Users See No Indication of Recording
Session replay companies tout their scripts as a way for Web sites to improve usability, identify new business and marketing opportunities, and better understand their audiences by viewing visits, "through your customer's eyes," according to Smartlook. However, some companies enable their users to view not just anonymized data about site visits, but identifying information about individual visitors.
"[T]he extent of data collected by these services far exceeds user expectations; text typed into forms is collected before the user submits the form, and precise mouse movements are saved, all without any visual indication to the user," Princeton researchers Steven Englehardt, Gunes Acar, and Arvind Narayanan wrote last week in a blog post summarizing their research findings. "This data can't reasonably be expected to be kept anonymous. In fact, some companies allow publishers to explicitly link recordings to a user's real identity."
Such identifying capabilities could prove to be problematic in regions where regulations and privacy laws limit what kinds of information companies can collect about their customers. For example, the European Union's General Data Protection Regulation, which goes into effect next year, requires businesses to inform customers about the data they collect and, in many cases, seek permission first.

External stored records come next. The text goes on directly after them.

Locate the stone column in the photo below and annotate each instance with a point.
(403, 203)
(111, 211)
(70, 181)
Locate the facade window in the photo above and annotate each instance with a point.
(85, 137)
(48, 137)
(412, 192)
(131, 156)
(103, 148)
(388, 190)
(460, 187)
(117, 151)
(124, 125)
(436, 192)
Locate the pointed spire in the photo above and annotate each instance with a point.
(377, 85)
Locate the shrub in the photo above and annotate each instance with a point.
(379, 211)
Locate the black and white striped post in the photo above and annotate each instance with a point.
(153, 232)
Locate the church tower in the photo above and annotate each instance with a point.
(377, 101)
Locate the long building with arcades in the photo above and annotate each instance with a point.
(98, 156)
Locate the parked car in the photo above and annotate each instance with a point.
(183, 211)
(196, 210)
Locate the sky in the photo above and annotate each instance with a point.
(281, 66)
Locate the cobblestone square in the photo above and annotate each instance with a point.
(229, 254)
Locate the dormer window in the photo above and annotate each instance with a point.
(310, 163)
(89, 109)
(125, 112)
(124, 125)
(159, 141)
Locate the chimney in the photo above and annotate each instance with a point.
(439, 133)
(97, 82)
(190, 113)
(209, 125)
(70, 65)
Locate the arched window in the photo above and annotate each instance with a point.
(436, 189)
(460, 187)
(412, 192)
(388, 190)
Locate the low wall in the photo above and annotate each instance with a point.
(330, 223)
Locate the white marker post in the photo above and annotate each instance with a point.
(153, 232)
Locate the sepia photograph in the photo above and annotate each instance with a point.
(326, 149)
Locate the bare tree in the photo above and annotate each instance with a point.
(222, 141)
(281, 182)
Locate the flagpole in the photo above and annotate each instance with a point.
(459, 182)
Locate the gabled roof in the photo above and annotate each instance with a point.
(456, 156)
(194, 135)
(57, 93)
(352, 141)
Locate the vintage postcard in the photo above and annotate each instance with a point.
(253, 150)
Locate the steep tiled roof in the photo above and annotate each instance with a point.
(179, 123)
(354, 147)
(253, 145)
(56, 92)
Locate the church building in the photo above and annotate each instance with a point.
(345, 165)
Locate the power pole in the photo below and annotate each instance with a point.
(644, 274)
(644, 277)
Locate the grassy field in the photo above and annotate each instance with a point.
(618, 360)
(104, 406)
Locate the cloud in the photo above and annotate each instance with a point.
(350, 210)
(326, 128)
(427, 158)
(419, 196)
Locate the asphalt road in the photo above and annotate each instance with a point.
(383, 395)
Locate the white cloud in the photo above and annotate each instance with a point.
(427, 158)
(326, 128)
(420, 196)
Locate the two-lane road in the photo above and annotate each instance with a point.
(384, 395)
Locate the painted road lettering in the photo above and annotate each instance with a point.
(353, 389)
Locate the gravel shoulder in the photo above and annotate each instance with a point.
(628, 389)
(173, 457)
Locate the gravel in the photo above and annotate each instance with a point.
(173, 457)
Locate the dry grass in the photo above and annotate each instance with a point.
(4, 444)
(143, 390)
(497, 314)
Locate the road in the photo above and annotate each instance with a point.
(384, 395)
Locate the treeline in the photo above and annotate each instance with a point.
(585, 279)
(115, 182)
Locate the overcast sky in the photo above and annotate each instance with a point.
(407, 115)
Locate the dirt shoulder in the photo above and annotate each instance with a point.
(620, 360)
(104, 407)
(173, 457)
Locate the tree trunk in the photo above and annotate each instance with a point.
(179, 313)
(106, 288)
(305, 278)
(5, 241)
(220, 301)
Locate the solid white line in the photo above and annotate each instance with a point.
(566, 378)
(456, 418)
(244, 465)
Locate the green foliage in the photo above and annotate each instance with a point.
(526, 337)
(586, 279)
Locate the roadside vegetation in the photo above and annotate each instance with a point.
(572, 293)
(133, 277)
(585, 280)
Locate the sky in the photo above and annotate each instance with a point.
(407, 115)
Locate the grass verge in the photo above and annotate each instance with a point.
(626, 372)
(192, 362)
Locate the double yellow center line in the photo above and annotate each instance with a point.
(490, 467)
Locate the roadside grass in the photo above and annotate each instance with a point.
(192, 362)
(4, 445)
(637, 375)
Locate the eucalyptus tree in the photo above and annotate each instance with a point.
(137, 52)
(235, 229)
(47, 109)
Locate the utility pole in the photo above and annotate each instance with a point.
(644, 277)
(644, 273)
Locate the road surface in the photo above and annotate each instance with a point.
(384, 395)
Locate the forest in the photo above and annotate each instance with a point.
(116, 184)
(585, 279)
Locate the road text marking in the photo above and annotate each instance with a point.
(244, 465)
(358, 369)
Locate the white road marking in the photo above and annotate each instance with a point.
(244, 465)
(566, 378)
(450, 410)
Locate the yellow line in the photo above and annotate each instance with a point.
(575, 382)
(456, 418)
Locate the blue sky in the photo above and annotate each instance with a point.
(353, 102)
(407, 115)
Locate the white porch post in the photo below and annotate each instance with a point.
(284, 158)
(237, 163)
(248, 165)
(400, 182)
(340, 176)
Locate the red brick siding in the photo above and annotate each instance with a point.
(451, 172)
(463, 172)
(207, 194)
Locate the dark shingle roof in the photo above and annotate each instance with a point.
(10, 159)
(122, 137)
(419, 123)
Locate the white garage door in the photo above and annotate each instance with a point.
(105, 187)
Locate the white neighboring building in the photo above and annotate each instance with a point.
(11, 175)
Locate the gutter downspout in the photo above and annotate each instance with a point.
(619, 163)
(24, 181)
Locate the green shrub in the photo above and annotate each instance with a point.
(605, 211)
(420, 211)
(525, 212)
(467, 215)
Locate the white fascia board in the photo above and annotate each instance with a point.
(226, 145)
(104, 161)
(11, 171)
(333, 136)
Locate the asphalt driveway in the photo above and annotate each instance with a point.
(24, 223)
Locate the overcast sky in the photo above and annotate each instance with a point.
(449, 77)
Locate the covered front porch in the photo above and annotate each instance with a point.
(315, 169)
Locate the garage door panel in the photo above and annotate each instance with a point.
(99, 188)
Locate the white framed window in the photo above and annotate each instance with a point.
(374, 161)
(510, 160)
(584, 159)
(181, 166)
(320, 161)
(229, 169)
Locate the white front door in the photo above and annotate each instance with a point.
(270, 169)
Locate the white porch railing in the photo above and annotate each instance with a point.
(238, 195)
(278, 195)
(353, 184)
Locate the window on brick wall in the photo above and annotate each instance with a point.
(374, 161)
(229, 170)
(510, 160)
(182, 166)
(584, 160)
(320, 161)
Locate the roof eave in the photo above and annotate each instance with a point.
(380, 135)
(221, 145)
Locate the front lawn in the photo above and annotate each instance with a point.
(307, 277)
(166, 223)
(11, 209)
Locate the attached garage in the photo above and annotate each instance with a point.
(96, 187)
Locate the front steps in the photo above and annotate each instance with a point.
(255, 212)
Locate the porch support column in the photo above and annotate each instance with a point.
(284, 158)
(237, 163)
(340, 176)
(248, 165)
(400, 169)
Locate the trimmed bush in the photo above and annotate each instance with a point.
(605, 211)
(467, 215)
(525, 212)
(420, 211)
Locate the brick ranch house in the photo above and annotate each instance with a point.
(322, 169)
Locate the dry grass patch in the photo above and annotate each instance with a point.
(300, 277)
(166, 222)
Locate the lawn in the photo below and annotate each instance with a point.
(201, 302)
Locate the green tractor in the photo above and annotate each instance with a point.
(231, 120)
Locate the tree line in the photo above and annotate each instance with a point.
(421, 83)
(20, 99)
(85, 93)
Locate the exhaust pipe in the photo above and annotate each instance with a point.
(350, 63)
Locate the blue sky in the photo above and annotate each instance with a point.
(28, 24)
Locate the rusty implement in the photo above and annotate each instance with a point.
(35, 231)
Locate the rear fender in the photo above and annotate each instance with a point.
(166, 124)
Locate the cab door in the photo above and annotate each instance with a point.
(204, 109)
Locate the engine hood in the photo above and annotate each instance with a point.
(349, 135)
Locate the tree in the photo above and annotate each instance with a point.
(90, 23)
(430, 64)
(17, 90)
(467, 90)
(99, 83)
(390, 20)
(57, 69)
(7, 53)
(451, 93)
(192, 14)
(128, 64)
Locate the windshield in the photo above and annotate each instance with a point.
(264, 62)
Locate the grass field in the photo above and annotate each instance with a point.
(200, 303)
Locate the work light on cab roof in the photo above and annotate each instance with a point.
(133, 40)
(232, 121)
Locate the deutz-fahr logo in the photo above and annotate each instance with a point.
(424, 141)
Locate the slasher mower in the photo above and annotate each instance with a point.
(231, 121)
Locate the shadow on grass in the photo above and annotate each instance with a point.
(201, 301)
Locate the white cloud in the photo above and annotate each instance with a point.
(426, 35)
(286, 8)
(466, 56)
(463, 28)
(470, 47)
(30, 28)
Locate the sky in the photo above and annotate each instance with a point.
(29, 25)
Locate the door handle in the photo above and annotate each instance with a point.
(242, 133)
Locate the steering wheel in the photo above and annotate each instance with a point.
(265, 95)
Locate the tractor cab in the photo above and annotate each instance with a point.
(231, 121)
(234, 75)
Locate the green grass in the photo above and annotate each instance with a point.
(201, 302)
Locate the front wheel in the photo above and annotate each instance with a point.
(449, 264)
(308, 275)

The Princeton researchers found that session replay companies vary widely in how they mask personally identifying text that's typed into forms on their users' Web sites. UserReplay and SessionCam, for instance, automatically replace most user input with an equivalent length of masking text, while Hotjar masks or excludes only passwords and credit card numbers, and Yandex excludes only passwords. The researchers said Web sites using session replay scripts can also specify additional input they don't want recorded, but added such mitigations can be "complicated, error prone and costly."
Exposed Data Increases Online Risks
The researchers said in their blog post that session replay scripts leave many opportunities for things to go wrong and put people's sensitive data at risk.
"Collection of page content by third-party replay scripts may cause sensitive information such as medical conditions, credit card details and other personal information displayed on a page to leak to the third-party as part of the recording," they said. "This may expose users to identity theft, online scams, and other unwanted behavior. The same is true for the collection of user inputs during checkout and registration processes."
While the researchers noted last week that ad-blocking lists EasyList and EasyPrivacy blocked only some of the session replay scripts, those lists have said they now block all of the providers identified in the study. The research team said at least one session replay company, UserReplay, allows users to disable data collection for people who have activated the "Do Not Track" setting in their browsers, but added none of the top sites using that script has done so.
"Improving user experience is a critical task for publishers," according to the researchers. "However, it shouldn't come at the expense of user privacy."